Press. voanews.com
The world's
largest private equity fund, backed by Japan's Softbank Group and Saudi
Arabia's main sovereign wealth fund, said Saturday that it had raised over $93
billion to invest in technology sectors such as artificial intelligence and
robotics. "The next stage of the Information Revolution is under way, and
building the businesses that will make this possible will require unprecedented
large-scale, long-term investment," the Softbank Vision Fund said in a
statement.
Japanese
billionaire Masayoshi Son, chairman of Softbank, a telecommunications and tech
investment group, revealed plans for the fund last October, and since then it
has obtained commitments from some of the world's most deep-pocketed investors.

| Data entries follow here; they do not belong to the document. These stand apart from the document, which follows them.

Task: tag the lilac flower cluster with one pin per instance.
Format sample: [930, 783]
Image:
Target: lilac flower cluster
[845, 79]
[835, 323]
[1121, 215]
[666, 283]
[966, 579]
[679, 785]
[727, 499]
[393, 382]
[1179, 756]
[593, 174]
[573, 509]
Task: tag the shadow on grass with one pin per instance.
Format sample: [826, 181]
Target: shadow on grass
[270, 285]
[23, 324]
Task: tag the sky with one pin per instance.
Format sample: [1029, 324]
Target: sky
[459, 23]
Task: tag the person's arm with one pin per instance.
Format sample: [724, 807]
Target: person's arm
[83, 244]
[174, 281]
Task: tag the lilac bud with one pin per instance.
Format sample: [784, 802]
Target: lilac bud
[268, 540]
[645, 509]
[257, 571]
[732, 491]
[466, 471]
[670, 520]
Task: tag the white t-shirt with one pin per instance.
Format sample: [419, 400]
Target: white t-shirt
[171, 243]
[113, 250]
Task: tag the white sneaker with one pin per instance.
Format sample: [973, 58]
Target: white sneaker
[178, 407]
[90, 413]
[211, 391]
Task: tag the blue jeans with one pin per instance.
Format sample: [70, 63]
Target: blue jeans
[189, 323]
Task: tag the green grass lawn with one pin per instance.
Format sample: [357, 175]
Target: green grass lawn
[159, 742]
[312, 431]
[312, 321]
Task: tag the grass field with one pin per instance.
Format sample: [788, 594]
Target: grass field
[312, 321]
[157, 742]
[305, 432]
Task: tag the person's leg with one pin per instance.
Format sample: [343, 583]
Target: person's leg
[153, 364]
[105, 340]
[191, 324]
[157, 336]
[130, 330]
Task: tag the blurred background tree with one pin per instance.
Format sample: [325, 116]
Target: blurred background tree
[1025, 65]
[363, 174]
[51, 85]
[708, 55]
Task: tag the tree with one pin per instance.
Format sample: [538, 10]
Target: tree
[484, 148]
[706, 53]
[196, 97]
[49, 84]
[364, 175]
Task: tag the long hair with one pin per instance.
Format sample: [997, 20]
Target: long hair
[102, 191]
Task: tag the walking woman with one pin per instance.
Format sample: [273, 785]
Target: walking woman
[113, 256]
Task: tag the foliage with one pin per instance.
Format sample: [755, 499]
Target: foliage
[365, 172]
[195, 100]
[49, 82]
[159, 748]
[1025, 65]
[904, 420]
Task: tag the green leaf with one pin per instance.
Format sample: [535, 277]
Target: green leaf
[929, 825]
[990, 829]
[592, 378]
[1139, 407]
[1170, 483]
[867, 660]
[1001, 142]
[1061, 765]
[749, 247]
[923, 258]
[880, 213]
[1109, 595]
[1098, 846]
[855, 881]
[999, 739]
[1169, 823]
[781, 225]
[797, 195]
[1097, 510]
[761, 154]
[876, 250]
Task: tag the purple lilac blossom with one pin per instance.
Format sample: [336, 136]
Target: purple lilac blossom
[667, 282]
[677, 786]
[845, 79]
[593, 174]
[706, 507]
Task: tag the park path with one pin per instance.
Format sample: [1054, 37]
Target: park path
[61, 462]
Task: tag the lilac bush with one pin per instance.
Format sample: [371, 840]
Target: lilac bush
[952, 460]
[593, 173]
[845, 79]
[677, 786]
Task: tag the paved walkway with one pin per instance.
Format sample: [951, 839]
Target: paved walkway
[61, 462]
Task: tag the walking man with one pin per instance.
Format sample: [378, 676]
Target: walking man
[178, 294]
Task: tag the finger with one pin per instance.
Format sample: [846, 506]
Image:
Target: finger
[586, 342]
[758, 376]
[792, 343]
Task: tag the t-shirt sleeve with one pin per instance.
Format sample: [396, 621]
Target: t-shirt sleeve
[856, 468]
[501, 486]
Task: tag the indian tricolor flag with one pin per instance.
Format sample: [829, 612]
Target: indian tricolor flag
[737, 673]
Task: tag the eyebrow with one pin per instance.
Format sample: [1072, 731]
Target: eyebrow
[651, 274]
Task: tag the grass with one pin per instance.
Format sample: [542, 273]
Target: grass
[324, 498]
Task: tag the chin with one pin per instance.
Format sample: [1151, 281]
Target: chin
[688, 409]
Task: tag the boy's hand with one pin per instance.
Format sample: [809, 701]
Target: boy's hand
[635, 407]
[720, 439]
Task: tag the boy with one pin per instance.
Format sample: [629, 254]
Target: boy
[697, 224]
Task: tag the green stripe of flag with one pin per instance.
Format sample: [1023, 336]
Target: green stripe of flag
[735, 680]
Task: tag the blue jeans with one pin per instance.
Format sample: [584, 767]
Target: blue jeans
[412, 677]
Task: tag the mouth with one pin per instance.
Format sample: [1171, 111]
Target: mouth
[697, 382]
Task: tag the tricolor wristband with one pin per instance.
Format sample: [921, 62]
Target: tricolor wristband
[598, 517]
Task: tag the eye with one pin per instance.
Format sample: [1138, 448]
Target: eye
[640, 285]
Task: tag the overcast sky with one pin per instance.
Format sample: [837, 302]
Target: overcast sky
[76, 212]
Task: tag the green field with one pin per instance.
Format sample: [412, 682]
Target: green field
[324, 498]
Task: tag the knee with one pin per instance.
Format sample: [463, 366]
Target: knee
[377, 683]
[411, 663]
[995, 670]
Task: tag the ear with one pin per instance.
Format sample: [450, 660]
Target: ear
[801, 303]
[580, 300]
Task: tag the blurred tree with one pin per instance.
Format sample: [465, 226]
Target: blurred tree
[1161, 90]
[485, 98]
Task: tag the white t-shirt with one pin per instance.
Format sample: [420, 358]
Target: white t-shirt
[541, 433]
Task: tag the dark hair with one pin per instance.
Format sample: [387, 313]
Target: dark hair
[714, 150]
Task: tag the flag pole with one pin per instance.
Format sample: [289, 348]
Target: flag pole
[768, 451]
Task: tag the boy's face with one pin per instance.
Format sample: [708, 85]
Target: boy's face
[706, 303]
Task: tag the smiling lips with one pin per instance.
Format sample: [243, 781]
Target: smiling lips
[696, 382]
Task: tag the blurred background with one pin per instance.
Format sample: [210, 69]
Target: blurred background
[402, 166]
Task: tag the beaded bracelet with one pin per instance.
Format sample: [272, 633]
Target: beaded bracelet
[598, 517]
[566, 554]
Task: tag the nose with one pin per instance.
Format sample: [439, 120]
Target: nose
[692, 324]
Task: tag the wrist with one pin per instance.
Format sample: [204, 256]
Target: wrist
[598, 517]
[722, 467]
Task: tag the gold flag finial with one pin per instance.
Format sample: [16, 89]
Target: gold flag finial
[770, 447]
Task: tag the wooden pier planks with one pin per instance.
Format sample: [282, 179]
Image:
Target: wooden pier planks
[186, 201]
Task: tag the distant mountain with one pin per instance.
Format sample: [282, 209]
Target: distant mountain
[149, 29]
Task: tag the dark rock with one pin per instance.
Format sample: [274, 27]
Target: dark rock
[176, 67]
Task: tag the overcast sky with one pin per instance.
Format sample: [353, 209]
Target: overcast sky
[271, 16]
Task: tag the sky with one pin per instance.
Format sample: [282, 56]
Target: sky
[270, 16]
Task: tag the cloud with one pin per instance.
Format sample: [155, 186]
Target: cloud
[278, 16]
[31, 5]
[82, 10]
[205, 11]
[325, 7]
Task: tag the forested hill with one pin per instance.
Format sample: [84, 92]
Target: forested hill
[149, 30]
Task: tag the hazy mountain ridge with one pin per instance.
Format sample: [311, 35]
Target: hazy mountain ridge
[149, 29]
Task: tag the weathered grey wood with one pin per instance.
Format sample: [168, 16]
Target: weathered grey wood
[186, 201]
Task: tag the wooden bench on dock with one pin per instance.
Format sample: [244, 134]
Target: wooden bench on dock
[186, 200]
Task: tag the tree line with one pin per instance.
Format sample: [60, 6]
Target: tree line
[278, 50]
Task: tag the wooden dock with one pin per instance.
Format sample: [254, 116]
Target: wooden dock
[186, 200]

In addition to Softbank and Saudi Arabia's Public Investment Fund, the new
fund's investors include Abu Dhabi's Mubadala Investment, which has committed
$15 billion, Apple Inc., Qualcomm, Taiwan's Foxconn Technology and Japan's
Sharp Corp.
The new fund
made its announcement during the visit of President Donald Trump to Riyadh and
the signing of tens of billions of dollars' worth of business deals between
U.S. and Saudi companies. Son was also in Riyadh on Saturday. After meeting
with Trump last December, Son pledged $50 billion of investment in the United
States that would create 50,000 jobs, a promise Trump claimed was a direct
result of his election win.
The fund may
also serve the interests of Saudi Arabia by helping Riyadh obtain access to
foreign technology. Low oil prices have severely damaged the Saudi economy, and
policymakers are trying to diversify into new industries. The PIF signaled an interest in the tech
sector last year by investing $3.5 billion in U.S. ride-hailing firm Uber.
Saturday's
statement did not say how much the PIF had committed to the fund, but
previously it had said it would invest up to $45 billion over five years.
Softbank is investing $28 billion. The new fund said it would seek to buy
minority and majority interests in both private and public companies, from
emerging businesses to established, multibillion-dollar firms. It expects to
obtain preferred access to long-term investment opportunities worth $100
million or more.
Other sectors in
which the fund may invest include mobile computing, communications
infrastructure, computational biology, consumer internet businesses and
financial technology. The fund aims for $100 billion of committed capital and
expects to complete its money-raising in six months, it added.